The idea of resolving the whole of society into voluntary groups — which is here, on the basis of hearsay accounts current in Berlin, turned into a Stirnerian idea — belongs to Fourier. [Charles Fourier, Théorie de l'unité universelle] But with Fourier this view presupposes a complete transformation of society and is based on a criticism of the existing “unions”, so much admired by Sancho, and of their infinite tedium. Fourier describes these present-day attempts at amusement in their connection with the existing relations of production and intercourse, and wages a polemic against them; Sancho, far from criticising them, wants on the contrary to transplant them in their entirety into his new “mutual agreement” institution for promoting happiness; he thereby only proves once again how strongly he is held in thrall to existing bourgeois society.

Finally, Sancho delivers the following oratio pro domo, i.e., in defence of the “union”.

“Is a union in which the majority allow themselves to be cheated in regard to their most natural and obvious interests, a union of egoists? Have egoists united where one is the slave or serf of another?... Societies in which the needs of some are satisfied at the expense of others, in which, for example, some can satisfy the need for rest by others having to work to the point of exhaustion ... Hess ... identifies ... these ‘egoistical unions’ of his with Stirner’s union of egoists” ([Wigand,] pp. 192, 193).

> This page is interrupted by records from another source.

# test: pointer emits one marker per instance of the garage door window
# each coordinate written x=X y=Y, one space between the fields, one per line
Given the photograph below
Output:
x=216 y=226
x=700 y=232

Sancho, therefore, expresses the pious wish that in his union, based on mutual exploitation, all the members will be equally powerful, cunning, etc., etc., so that each can exploit the others to exactly the same extent as they exploit him, and so that no one will be “cheated” in regard to his “most natural and obvious interests” or be able to “satisfy his needs at the expense of others”. We note here that Sancho recognises “natural and obvious interests” and “needs” of all — consequently, equal interests and needs. Further, we recall at once page 456 of the book, according to which “overreaching” is a “moral idea inculcated by the guild spirit”, and for a man who has had a “wise education”, it remains a “fixed idea from which no freedom of thought can give protection”. Sancho “gets his thoughts from above and adheres to them” (ibid.). This equal power of all consists, according to his demand, in that everyone should become “omnipotent”, i.e., all should become impotent in relation to one another, a perfectly consistent postulate that coincides with the sentimental desire of the petty bourgeois for a world of hucksters, in which everyone gets his advantage. Or, on the other hand, our saint quite suddenly presupposes a society in which each can satisfy his needs unhampered, without doing so “at the expense of others”, and in that case the theory of exploitation again becomes a meaningless paraphrase for the actual relations of individuals to one another.

After Sancho in his “union” has “devoured” and consumed the others, thereby transforming intercourse with the world into intercourse with himself, he passes from this indirect self-enjoyment to direct self-enjoyment, by consuming himself.